Jeudi, la chaîne de télévision japonaise TBS indiquait que la banque centrale en avait même informé le gouvernement avant le début de sa réunion. Le gouverneur de la BoJ, Toshihiko Fukui, a eu beau démentir cette information, médias et analystes n'en ont retenu qu'une nouvelle perte de crédibilité de la banque centrale.

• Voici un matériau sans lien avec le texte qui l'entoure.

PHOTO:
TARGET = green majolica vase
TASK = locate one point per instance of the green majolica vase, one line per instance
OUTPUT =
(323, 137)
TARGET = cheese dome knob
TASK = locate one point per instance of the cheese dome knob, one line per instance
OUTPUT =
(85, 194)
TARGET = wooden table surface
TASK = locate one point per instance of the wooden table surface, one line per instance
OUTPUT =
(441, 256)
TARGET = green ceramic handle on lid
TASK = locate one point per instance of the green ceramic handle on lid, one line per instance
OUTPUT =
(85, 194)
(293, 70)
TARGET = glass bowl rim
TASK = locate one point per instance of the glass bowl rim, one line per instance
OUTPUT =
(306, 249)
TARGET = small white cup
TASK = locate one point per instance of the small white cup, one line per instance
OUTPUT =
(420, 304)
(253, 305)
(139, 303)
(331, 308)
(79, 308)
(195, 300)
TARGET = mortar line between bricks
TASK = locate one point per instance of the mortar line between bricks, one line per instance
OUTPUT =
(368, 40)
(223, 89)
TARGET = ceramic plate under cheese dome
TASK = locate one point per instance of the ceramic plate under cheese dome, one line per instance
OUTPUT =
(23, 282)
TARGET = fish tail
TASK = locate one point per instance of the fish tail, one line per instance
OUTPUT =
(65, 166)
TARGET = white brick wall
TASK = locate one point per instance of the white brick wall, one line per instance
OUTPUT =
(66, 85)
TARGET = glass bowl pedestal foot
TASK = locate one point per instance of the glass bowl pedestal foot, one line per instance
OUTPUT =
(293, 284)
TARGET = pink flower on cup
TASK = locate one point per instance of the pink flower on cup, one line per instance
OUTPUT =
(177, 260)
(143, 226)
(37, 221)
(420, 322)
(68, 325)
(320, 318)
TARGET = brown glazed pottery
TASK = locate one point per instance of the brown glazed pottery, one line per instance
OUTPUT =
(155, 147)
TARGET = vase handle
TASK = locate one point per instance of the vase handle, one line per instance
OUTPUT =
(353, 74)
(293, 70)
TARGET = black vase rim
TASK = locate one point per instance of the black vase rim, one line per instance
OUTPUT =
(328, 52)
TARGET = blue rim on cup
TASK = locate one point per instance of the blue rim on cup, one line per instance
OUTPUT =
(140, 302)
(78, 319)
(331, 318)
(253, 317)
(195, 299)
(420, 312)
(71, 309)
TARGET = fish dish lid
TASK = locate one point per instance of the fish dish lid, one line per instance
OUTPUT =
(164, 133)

Les marchés ont réagi négativement en faisant baisser le yen. La monnaie nippone a chuté jeudi de plus de 1 % face à l'euro, et, face au dollar, elle a atteint son niveau le plus bas depuis quatre ans, à plus de 121 yens pour 1 dollar.
SEUIL DE TOLÉRANCE ATTEINT
Cette évolution n'a fait qu'accroître le mécontentement des autorités européennes, irritées par la faiblesse du yen qui entrave la compétitivité du Vieux Continent. Jean-Claude Juncker, président de l'Eurogroupe (l'instance réunissant les ministres des finances de la zone euro) et à ce titre porte-parole de l'euro, est d'ailleurs intervenu, jeudi, à ce sujet.
"La banque centrale japonaise a voté par six voix contre trois le maintien de ses taux à leur niveau actuel, et ce qui devait arriver arriva, à savoir que le taux de change de l'euro/yen a bougé à notre désavantage, car le yen est actuellement particulièrement bas", a dit M. Juncker à des journalistes.
Des déclarations qui laisseraient entendre, selon les observateurs, que les Européens ont atteint leur seuil de tolérance sur le sujet de la faiblesse du yen et qu'il en sera question lors du prochain sommet des pays du G7, en février.
M. Juncker s'est aussi interrogé sur la façon dont la banque centrale nippone a choisi de ne pas modifier sa politique monétaire : "J'ai l'impression qu'il y a eu quelque chose qui tient de l'influence politique sur la décision de la banque centrale japonaise."
Les économistes pensent aujourd'hui que la hausse des taux interviendra en février - la banque centrale se réunit les 20 et 21 février de ce mois -, après l'obtention des chiffres de la croissance du quatrième trimestre 2006.